Yum Brands, the Kentucky-based operator of Pizza Hut, KFC and Taco Bell, owns 2,200 restaurants in Europe. The company has presented the U.S. trade representative’s office with a list of 20 different regulations of poultry, beef and cheese, as well as restaurant equipment, that Yum says set off problematic European tariffs.

"Eliminating these tariffs would allow Yum to annually import several million dollars of products from U.S. producers for its restaurants in EU," Ann Grappin, Yum’s senior manager of global trade policy, wrote in a letter to the U.S. trade representative this year. Raw frozen chicken, including "backs with necks attached, rumps and wing tips," have a tariff of 18.7 euros per 100 kilograms, or $25 per 220 pounds, the filing said. Rumps are defined in European regulations as the tail of the chicken.

One of the most contentious proposals from some corporations is the adoption of a dispute appeals system known as "investor-state resolution" that would allow businesses to file legal challenges if they believed their rights were being violated — as when a new European regulation might be adopted governing food safety or how private consumer data is used by Internet-based companies.

The idea is being pushed by the European Union itself, and by U.S. companies like Chevron, which said in its filing that the company’s "ability to do business globally" depended on "strong mechanisms for resolving disputes."

Others are skeptical.

"This leverage, if granted, will be used by companies to prevent legislation they don’t want," said Joe McNamee, executive director of European Digital Rights. "Why on earth would they not use this? The EU has nothing to gain out of such agreement."

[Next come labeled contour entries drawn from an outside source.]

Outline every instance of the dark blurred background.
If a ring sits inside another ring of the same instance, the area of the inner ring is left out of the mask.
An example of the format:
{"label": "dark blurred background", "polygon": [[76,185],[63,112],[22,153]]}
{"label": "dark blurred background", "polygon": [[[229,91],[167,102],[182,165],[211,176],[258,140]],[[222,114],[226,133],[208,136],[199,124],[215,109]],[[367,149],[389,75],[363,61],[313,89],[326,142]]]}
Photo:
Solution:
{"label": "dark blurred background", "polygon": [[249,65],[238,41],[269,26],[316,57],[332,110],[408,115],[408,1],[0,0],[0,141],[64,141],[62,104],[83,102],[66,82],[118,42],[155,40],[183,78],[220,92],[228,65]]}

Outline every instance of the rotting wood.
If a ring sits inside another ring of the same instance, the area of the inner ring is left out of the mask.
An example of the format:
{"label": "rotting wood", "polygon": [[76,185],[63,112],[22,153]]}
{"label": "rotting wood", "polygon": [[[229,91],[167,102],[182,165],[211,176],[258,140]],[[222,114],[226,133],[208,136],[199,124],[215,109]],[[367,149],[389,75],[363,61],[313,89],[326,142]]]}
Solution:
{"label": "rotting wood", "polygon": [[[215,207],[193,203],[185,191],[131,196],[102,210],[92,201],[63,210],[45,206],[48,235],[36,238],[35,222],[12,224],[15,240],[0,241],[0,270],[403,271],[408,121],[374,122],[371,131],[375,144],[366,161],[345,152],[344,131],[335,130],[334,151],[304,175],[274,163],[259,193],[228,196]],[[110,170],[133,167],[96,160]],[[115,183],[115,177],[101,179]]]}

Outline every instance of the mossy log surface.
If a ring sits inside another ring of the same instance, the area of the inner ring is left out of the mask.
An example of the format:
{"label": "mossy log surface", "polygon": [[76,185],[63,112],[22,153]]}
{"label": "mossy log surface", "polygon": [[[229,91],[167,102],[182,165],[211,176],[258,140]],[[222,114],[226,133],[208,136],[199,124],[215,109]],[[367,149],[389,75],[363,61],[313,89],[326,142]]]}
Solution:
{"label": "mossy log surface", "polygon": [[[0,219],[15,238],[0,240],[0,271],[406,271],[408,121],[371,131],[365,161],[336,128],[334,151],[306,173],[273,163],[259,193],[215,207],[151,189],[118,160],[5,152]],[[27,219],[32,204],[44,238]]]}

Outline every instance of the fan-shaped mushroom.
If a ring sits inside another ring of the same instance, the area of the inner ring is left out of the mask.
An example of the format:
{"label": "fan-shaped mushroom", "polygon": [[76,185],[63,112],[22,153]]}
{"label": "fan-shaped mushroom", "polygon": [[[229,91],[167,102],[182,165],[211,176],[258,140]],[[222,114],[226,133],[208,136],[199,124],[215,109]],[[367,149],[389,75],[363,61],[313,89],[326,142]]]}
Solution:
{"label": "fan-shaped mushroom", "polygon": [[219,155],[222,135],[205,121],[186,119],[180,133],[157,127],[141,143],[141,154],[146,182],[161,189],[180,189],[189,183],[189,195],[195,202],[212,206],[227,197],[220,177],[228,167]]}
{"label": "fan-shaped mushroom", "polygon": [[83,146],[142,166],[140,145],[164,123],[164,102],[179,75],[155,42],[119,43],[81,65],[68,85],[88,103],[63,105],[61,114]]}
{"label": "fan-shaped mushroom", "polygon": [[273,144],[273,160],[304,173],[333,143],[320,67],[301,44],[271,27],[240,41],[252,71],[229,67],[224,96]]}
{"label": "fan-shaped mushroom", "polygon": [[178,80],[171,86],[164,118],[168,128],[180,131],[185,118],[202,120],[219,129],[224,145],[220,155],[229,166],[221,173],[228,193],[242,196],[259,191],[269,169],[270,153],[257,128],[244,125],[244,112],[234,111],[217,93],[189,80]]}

Some companies see the talks as an opportunity to pick and choose the most favorable regulations among the varying rules on either side of the Atlantic – whether in food, pharmaceuticals or farming. They also provide corporations a greater role in the writing of new trans-Atlantic regulations, a notion that makes consumer groups queasy.

Lori Wallach, a director of Public Citizen, an advocacy group that is closely monitoring the talks, said that she was not surprised the companies are turning to the trade negotiations to move their agendas, but that there should be no doubt about what they are trying to deliver.

"What they consider trade irritants, we consider the most important consumer, health, environmental, privacy, financial stability safeguards on either side of the Atlantic," she said. "This is an effort to achieve through trade what that they could not achieve through democratic processes domestically."

The fruit-growing cooperative Ocean Spray, expressed concern in its filing about the difficulty of complying with European regulations on pesticide residue. In Europe, the company explains, maximum pesticide residue levels for cranberries "are set at levels significantly more restrictive than U.S. levels."

Companies including Yum also echoed U.S. frustrations over European rules barring the use of chemicals to reduce microbes on poultry, an issue that has already led to a trans-Atlantic trade dispute.

What is clear is that a broad U.S.-European agreement, if it comes to pass, could have ramifications worldwide.

"There is a global competition for regulatory prevalence," said Thomas Tindemans, the chief executive of Hill & Knowlton Strategies in Brussels. "The Europeans and the Americans have been racing against each other to adopt legislation or regulations for their market, which as a result forces or inspires third countries — Japan, China, Russia, Brazil and others" to adapt to those rules.

"If there were to be an EU-U.S. agreement," he added, "it would, de facto, set global standards."